In November 1918, Stojanović was a part of the Yugoslav Committee's delegation which negotiated and signed the Geneva Declaration with Pašić, representatives of the Serbian parliamentary opposition, and a delegation of the National Council of the State of Slovenes, Croats and Serbs—newly established polity of South Slavs on the territory of the recently dissolved Austria-Hungary.[22] Pašić was isolated and compelled to concede to the establishment of a common government, where the National Council and the government of Serbia would appoint an equal number of ministers to govern a common confederal state.[23] Pašić only consented after receiving a message from the President of France Raymond Poincaré that he wished Pašić to come to an agreement with the National Council.[24] A week later, the Serbian government renounced the Declaration.
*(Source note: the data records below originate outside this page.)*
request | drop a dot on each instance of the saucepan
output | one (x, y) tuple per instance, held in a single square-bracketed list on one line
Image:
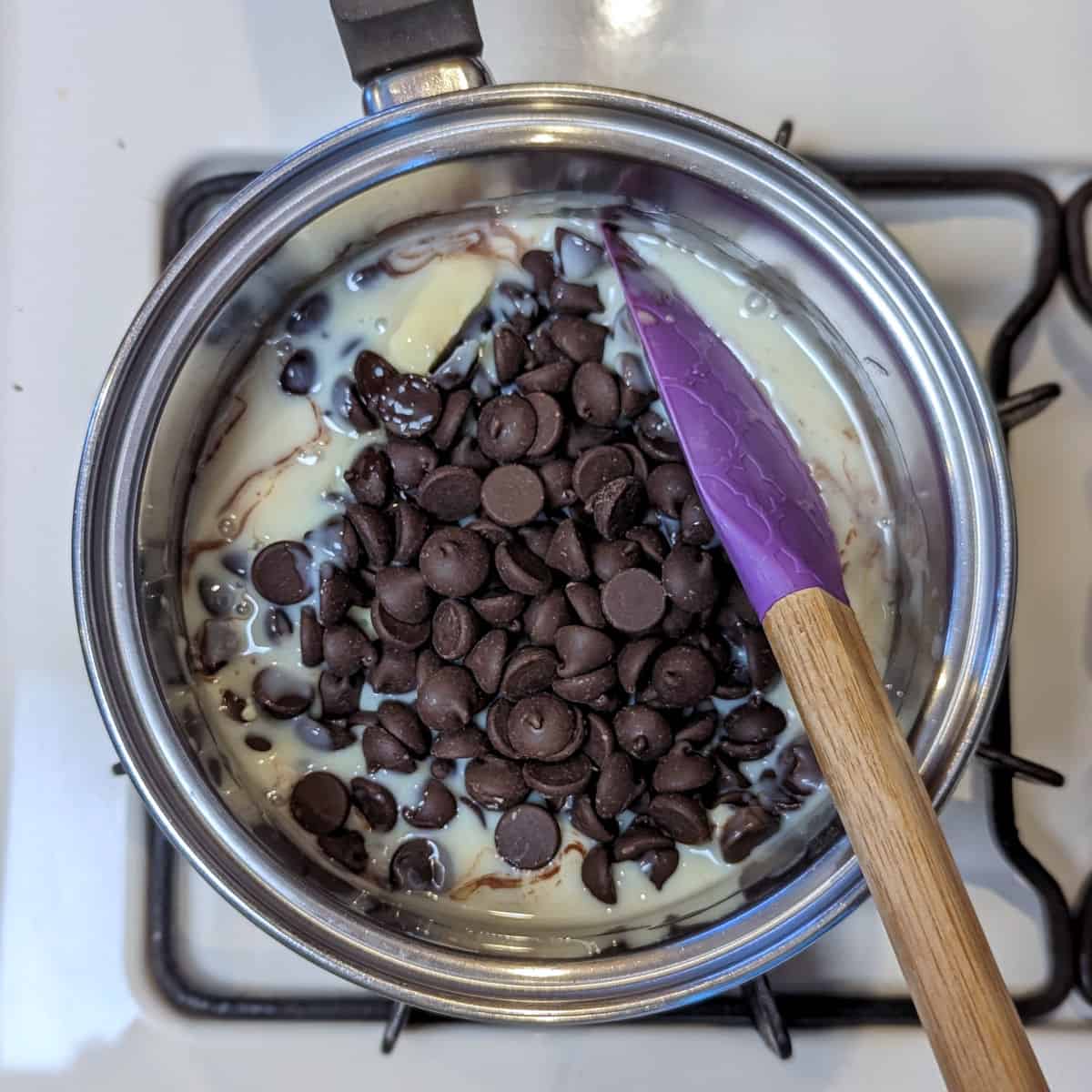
[(438, 139)]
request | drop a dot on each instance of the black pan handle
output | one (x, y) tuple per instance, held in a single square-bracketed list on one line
[(381, 36)]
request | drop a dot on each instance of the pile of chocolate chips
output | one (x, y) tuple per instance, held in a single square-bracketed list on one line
[(532, 545)]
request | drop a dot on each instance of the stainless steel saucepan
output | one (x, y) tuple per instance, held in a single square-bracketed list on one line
[(436, 140)]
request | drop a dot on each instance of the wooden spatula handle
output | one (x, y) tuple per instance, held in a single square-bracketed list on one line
[(954, 978)]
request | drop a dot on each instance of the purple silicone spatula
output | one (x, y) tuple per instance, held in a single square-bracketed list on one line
[(771, 520)]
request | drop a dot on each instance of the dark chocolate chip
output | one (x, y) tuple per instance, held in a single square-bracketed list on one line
[(347, 650), (587, 822), (598, 467), (512, 495), (528, 836), (436, 809), (454, 561), (506, 430), (281, 572), (682, 817), (557, 483), (580, 339), (376, 803), (616, 786), (545, 616), (520, 569), (454, 629), (633, 602), (683, 676), (419, 865), (642, 732), (495, 784), (618, 506), (449, 699), (584, 601), (595, 873), (374, 531), (569, 298), (461, 743), (282, 694), (748, 828), (319, 803), (486, 660), (450, 492)]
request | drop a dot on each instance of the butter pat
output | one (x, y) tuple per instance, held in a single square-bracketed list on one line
[(451, 288)]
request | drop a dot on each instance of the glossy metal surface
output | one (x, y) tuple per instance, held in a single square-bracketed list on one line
[(197, 328)]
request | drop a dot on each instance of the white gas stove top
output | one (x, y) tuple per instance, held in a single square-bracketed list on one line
[(104, 109)]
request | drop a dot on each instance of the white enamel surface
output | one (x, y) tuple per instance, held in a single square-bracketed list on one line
[(102, 108)]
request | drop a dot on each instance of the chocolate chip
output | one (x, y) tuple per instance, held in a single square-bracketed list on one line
[(543, 727), (682, 817), (507, 354), (580, 339), (618, 506), (585, 604), (633, 602), (520, 569), (634, 663), (693, 523), (282, 694), (682, 676), (689, 578), (800, 770), (449, 699), (557, 483), (598, 467), (550, 425), (528, 836), (500, 609), (507, 426), (348, 849), (339, 696), (642, 732), (347, 649), (394, 672), (529, 671), (450, 492), (319, 803), (616, 786), (682, 770), (638, 841), (369, 478), (545, 616), (551, 378), (540, 265), (486, 660), (374, 531), (454, 561), (454, 629), (595, 873), (461, 743), (748, 828), (218, 640), (569, 298), (376, 803), (281, 572), (560, 779), (383, 752), (451, 420), (436, 809), (512, 495), (495, 784), (419, 865)]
Vice president of the National Council, Croatian Serb politician Svetozar Pribičević supported the repudiation of the Geneva Agreement and successfully swayed the National Council against the position negotiated by Trumbić. Pribičević persuaded the Council members to proceed with unification and that details could be arranged afterwards.[23]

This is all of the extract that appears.